Various analytical techniques were employed to assess soil chemical properties. Soil samples were mixed with distilled water at a 1:2.5 ratio, extracted for 30 min, and the suspension pH was measured using a pH meter (Mettler Toledo, Shanghai, China). Soil water content was determined by the oven-drying method. Soil organic carbon (SOC) content was determined via the potassium dichromate heating method. Total nitrogen (TN) was quantified using the Kjeldahl method, while total phosphorus (TP) was measured by sodium hydroxide digestion followed by molybdenum-antimony colorimetry. Available phosphorus (AP) was extracted with ammonium fluoride and hydrochloric acid and analyzed by molybdenum-antimony colorimetry. Available potassium (AK) was extracted with ammonium acetate and determined by atomic absorption spectrometry. Additionally, ammonium nitrogen (NH₄⁺-N), nitrate nitrogen (NO₃⁻-N), and soil enzyme activities were measured. Specific procedures and conditions followed established methodologies [46] (Epoch 2, BioTek, America)].

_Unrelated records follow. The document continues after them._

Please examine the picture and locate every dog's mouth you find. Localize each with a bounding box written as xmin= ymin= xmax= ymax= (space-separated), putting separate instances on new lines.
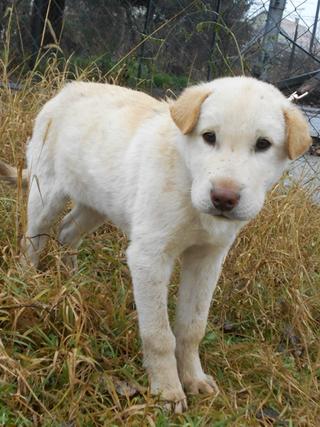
xmin=207 ymin=208 xmax=251 ymax=221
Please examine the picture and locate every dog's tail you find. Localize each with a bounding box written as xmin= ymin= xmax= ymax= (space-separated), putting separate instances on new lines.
xmin=0 ymin=160 xmax=28 ymax=188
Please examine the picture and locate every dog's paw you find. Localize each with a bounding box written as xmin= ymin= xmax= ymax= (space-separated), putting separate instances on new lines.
xmin=163 ymin=397 xmax=188 ymax=414
xmin=183 ymin=374 xmax=219 ymax=394
xmin=61 ymin=252 xmax=79 ymax=276
xmin=151 ymin=386 xmax=188 ymax=414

4.4. DNA Extraction and Illumina Sequencing

Samples were retrieved from storage and promptly aliquoted (0.2-0.5 g) into centrifuge tubes containing extraction lysis buffer for homogenization using a Tissuelyser-48 multi-sample tissue grinder (Shanghai Jingxin, China) at 60 Hz. Total microbial genomic DNA was extracted from 0.5 g of fresh soil using the MagBeads FastDNA Kit for Soil (116564384, MP Biomedicals, CA, USA) following the manufacturer’s protocols. DNA quality and concentration were evaluated by 1.0% agarose gel electrophoresis and a NanoDrop® ND-2000 spectrophotometer (Thermo Scientific, USA), after which samples were stored at -80°C for subsequent analysis. The bacterial 16S rRNA gene and fungal 18S rRNA gene were amplified with primer pairs 338F/806R [47,48] and ITS-1F/ITS-2R [49], respectively, on an ABI GeneAmp® 9700 PCR thermocycler (CA, USA). Each 20 μL PCR reaction contained 4 μL of 5× Fast Pfu buffer, 2 μL of 2.5 mM dNTPs, 0.8 μL of each primer (5 μM), 0.4 μL of Fast Pfu polymerase, and 10 ng of template DNA. The thermal cycling program consisted of initial denaturation at 95°C for 3 min; 27 cycles of denaturation at 95°C for 30 s, annealing at 55°C for 30 s, and extension at 72°C for 45 s; final extension at 72°C for 10 min; and hold at 4°C. All amplifications were performed in triplicate. Amplicons were purified from 2% agarose gels using the AxyPrep DNA Gel Extraction Kit (Axygen Biosciences, Union City, USA) and quantified with a Quantus™ Fluorometer (Promega, USA). Equimolar amounts of purified amplicons were pooled and subjected to paired-end sequencing on an Illumina MiSeq PE300 platform (Illumina, San Diego, USA) following the standard protocols of Personal Biotechnology Co., Ltd. Shanghai, China (Shanghai, China).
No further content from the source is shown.